Históricamente, los organismos multilaterales como el Banco Mundial, el Fondo Monetario Internacional o el propio sistema de Naciones Unidas han sido los portadores de marcos conceptuales que definían qué es el desarrollo, cómo medirlo y qué hacer para alcanzarlo. Sin embargo, estos organismos atraviesan una crisis de legitimidad y de eficacia. Incapaces de adaptarse con agilidad a las nuevas dinámicas geopolíticas, tecnológicas y ambientales, su rol se ha debilitado en la definición de hojas de ruta globales. Ya no son los faros del progreso que fueron en el siglo XX.

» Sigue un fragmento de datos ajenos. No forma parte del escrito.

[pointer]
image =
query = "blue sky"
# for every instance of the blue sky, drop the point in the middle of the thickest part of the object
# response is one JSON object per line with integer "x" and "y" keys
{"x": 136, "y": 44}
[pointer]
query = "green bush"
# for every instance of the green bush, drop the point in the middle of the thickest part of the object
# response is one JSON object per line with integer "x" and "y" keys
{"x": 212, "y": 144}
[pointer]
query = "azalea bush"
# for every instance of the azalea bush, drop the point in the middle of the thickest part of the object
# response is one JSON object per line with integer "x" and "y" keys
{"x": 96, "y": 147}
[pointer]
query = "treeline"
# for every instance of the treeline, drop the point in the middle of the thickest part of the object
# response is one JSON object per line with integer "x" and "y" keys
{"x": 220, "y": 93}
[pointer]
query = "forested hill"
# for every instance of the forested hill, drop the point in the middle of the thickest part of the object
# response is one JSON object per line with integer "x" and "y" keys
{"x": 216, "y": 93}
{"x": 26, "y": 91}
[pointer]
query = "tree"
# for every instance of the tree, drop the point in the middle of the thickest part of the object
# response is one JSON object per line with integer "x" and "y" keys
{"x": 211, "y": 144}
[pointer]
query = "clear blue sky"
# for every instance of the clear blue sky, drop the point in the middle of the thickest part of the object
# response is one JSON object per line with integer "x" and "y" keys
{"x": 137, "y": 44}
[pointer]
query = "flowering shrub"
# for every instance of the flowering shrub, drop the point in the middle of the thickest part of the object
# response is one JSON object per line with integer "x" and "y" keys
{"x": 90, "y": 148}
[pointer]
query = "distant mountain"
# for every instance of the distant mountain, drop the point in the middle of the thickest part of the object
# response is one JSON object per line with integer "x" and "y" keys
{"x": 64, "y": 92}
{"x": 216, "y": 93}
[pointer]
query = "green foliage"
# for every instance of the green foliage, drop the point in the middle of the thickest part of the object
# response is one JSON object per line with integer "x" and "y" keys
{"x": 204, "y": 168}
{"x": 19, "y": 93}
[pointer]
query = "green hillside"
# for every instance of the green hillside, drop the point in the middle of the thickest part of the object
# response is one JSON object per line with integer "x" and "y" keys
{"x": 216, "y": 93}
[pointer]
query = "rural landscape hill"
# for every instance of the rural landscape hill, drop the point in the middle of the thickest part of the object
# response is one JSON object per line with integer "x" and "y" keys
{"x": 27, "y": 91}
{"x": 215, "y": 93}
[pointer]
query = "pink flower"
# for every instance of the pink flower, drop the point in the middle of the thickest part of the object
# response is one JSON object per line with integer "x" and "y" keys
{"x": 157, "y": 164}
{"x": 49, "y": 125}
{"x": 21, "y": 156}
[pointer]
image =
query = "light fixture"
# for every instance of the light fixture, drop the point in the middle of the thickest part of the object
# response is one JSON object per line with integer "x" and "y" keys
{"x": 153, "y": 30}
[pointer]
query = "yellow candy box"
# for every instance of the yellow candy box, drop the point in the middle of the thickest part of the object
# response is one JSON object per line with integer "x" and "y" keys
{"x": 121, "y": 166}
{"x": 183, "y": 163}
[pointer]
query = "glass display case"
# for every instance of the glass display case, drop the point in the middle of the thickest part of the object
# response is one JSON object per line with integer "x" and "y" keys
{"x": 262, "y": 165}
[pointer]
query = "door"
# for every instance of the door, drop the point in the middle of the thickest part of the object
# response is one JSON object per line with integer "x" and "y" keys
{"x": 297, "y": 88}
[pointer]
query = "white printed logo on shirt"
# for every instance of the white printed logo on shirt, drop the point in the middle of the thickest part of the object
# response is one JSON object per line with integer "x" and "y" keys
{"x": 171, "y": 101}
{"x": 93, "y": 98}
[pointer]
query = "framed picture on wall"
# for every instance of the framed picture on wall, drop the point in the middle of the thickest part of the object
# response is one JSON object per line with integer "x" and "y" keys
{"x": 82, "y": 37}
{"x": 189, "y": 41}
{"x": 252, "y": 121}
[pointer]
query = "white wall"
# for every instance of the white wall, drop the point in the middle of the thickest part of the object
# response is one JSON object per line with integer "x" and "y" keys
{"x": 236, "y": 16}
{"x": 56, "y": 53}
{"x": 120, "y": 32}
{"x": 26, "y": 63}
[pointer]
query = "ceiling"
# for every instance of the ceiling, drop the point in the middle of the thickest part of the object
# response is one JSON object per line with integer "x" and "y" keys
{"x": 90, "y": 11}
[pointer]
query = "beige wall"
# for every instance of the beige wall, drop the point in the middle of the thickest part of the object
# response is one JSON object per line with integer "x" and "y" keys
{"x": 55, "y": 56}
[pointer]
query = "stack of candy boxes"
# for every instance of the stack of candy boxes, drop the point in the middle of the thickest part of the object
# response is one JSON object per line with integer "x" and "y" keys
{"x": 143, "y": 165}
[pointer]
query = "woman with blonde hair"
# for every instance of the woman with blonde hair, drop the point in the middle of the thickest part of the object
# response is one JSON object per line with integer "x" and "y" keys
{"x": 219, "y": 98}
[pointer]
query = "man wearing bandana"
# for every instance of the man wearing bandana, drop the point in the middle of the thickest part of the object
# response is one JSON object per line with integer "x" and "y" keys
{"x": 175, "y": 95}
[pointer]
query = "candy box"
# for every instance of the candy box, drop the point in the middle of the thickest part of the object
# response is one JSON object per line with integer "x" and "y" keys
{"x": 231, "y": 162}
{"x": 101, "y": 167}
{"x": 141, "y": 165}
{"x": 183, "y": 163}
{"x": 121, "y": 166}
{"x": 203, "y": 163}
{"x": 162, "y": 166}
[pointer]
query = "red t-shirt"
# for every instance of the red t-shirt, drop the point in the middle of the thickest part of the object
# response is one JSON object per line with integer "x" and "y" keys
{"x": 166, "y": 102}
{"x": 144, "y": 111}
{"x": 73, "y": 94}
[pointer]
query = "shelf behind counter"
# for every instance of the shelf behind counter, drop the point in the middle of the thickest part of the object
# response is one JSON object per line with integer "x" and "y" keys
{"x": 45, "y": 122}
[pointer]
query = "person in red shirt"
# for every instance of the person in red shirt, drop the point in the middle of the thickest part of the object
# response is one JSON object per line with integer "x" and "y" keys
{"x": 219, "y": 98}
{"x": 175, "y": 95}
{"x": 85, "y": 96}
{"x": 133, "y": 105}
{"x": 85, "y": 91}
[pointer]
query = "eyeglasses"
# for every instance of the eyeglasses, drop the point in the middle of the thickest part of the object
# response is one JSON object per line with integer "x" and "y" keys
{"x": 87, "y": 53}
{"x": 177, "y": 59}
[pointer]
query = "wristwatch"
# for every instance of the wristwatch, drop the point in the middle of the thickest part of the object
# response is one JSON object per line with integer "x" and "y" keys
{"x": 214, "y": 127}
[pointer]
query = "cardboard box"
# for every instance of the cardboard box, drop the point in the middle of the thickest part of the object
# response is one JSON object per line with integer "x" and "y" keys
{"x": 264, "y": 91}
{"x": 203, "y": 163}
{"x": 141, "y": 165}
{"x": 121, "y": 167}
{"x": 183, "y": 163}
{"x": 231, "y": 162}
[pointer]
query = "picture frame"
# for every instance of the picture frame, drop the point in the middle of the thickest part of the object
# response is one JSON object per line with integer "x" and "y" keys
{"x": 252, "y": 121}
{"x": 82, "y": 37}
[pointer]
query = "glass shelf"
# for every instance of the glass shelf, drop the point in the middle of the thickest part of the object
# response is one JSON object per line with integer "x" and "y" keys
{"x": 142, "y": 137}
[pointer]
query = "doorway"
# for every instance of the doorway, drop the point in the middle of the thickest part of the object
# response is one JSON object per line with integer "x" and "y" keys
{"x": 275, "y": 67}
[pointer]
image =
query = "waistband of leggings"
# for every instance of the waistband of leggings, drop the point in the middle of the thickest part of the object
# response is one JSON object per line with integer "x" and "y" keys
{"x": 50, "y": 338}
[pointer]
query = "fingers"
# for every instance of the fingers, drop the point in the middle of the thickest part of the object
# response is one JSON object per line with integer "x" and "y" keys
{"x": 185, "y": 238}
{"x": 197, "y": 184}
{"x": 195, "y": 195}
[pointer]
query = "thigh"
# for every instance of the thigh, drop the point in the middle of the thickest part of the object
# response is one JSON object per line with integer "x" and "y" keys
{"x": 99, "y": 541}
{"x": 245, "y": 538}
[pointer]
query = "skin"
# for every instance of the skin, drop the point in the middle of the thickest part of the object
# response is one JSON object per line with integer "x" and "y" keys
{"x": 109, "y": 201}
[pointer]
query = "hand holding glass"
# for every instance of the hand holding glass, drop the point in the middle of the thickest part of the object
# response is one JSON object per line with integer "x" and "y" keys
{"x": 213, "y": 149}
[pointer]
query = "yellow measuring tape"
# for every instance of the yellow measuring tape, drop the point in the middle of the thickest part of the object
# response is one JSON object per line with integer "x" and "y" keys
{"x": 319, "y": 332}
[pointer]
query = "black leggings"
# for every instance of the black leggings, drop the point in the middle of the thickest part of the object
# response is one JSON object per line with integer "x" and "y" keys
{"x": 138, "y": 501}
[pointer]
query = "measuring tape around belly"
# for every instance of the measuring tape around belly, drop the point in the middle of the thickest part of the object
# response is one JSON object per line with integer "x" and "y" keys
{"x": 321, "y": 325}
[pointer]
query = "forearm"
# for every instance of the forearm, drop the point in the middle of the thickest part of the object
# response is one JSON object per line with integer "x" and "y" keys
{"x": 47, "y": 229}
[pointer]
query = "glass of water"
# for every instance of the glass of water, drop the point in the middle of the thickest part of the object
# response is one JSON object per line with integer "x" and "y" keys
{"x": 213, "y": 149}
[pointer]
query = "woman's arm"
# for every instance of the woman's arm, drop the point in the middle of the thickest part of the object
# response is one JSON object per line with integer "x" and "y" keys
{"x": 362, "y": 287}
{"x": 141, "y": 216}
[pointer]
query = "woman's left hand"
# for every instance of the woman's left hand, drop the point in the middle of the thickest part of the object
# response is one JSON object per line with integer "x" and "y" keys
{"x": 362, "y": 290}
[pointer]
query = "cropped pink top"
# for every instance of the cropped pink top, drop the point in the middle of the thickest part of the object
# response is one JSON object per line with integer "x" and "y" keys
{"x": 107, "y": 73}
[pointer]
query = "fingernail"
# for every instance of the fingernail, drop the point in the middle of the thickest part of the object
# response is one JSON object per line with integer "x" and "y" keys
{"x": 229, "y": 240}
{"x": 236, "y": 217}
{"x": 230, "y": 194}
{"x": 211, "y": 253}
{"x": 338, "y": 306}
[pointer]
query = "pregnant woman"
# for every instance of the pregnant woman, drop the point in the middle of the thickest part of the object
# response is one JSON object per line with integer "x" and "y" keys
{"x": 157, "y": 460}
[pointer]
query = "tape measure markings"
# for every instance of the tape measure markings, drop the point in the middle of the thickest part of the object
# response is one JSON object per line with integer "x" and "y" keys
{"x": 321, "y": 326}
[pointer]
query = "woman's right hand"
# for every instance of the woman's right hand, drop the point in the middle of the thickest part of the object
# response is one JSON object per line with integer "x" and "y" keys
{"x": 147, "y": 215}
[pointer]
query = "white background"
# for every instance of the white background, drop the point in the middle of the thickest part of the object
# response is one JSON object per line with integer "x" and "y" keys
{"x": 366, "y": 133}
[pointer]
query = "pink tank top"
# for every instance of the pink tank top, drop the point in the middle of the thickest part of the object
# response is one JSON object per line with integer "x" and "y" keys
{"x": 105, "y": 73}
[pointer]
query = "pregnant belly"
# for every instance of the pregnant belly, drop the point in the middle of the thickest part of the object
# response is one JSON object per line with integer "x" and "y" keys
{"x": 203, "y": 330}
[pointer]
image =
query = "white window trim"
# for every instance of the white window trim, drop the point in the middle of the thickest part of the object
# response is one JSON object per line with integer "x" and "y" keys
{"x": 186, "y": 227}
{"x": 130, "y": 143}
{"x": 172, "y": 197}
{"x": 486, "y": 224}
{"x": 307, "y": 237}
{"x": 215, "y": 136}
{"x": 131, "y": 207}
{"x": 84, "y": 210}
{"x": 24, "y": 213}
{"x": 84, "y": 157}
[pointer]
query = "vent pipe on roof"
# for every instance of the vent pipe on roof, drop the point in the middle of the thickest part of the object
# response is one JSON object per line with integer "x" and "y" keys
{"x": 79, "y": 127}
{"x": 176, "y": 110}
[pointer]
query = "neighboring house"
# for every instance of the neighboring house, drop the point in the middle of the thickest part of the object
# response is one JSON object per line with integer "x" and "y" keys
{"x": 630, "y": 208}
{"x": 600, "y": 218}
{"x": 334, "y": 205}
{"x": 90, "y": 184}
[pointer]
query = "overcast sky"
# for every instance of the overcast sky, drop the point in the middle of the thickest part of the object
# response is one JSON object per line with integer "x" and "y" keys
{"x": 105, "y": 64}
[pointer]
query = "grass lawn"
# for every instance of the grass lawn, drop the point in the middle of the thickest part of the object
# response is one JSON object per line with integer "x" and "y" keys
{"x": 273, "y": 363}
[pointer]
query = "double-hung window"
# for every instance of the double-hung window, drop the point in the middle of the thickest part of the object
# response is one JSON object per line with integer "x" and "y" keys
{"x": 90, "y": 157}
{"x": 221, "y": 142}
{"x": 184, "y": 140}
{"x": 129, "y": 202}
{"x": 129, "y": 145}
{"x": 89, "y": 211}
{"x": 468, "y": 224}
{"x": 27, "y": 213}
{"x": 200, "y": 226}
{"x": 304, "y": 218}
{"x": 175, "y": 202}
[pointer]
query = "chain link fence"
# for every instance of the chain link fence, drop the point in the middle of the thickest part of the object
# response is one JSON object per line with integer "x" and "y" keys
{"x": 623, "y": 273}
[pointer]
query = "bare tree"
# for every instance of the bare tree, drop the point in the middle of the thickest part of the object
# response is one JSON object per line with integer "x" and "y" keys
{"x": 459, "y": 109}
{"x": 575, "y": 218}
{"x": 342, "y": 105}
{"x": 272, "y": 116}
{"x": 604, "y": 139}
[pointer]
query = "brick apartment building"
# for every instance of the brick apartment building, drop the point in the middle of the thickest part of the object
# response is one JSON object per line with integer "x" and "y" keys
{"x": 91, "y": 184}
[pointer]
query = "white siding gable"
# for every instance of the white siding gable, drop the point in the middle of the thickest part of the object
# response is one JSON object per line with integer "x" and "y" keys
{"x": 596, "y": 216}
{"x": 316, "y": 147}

Paralelamente, los grandes bloques políticos y económicos del mundo, como Estados Unidos y la Unión Europea, han girado el timón de sus prioridades. La política exterior de las potencias ha pasado del fomento del desarrollo al manejo del conflicto. Hoy, Washington y Bruselas están más centrados en evitar guerras, contener el ascenso de potencias rivales, lidiar con amenazas cibernéticas o resolver tensiones energéticas y migratorias. La política de cooperación ha pasado a segundo plano, arrastrando consigo las antiguas promesas de una globalización solidaria.

Este cambio también ha impactado el paradigma de la cooperación internacional. La ayuda extranjera directa, que en décadas pasadas estaba ligada a estrategias de desarrollo, fortalecimiento institucional y reducción de la pobreza, ha sido sustituida en muchos casos por ayudas condicionadas, inversiones estratégicas o acciones cortoplacistas. Incluso la Agenda 2030 de los Objetivos de Desarrollo Sostenible parece cada vez más lejana, fragmentada y vulnerable frente a los intereses de corto plazo.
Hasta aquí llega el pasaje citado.